BUZZ AI Gateway
Docs · Concepts · Prompt Caching

Prompt Caching

Anthropic's prompt cache lets repeated long contexts be billed at one-tenth the input price. The mechanism is dead simple from the outside: tag a content block with cache_control, and on subsequent calls those tokens count as cache_read_input_tokens instead of input_tokens. Knowing when, where, and how long to cache turns this from a nice optimization into a major cost lever.

What it is

A Claude request is, at the model level, a flat stream of tokens. The cache lets Anthropic memoize the prefix of that stream. The first time you send a tagged prefix, the model processes it and Anthropic writes the resulting attention state to an ephemeral cache. Subsequent requests that share the same prefix skip the compute and pay a small read fee instead.

The pricing model is straightforward:

Token categoryRelative cost
Standard input1.0×
Cache write (5-minute)1.25× (one-time)
Cache write (1-hour)2.0× (one-time)
Cache read0.1×
Output5.0× (varies by model)

You pay a small premium on the first call, then 90% off forever (well, until the TTL expires). The arithmetic is favorable any time the cached prefix is reused at least twice within its TTL window.

These multipliers are Anthropic-published pricing, applied upstream. BUZZ forwards cache_control directives byte-for-byte and bills based on the cached/non-cached token counts the upstream returns — it does not impose any additional cache surcharge.

How cache_control works

You annotate one or more content blocks with cache_control.
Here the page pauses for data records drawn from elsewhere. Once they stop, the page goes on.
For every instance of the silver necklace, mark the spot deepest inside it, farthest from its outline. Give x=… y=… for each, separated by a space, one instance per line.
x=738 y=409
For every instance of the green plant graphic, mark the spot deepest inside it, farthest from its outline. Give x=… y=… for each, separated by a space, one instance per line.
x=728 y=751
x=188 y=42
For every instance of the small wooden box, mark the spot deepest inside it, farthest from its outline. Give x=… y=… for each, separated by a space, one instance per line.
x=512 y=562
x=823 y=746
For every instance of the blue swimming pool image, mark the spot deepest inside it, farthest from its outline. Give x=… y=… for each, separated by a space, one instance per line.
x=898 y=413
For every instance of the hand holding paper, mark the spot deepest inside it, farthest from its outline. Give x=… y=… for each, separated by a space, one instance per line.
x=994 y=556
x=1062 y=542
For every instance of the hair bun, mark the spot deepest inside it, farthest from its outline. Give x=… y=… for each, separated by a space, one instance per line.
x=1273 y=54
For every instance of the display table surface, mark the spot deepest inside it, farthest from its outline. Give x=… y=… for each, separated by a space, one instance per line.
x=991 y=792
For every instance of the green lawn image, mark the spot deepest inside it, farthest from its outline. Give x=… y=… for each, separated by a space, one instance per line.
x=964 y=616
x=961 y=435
The marker says "everything from the start of the request up to and including this block is a candidate cache prefix". Anthropic builds a hash of that prefix and looks it up.

{
  "model": "claude-haiku-4-5-20251001",
  "max_tokens": 512,
  "system": [
    {
      "type": "text",
      "text": "<30 KB of stable instructions and context>",
      "cache_control": {"type": "ephemeral"}
    }
  ],
  "messages": [
    {"role": "user", "content": "Question about the context above"}
  ]
}

Two important rules:

  1. Cache breakpoints are positional. The cached span runs from byte zero to the marked block. If you change anything earlier in the prompt, the cache misses. Stable, unchanging content goes first.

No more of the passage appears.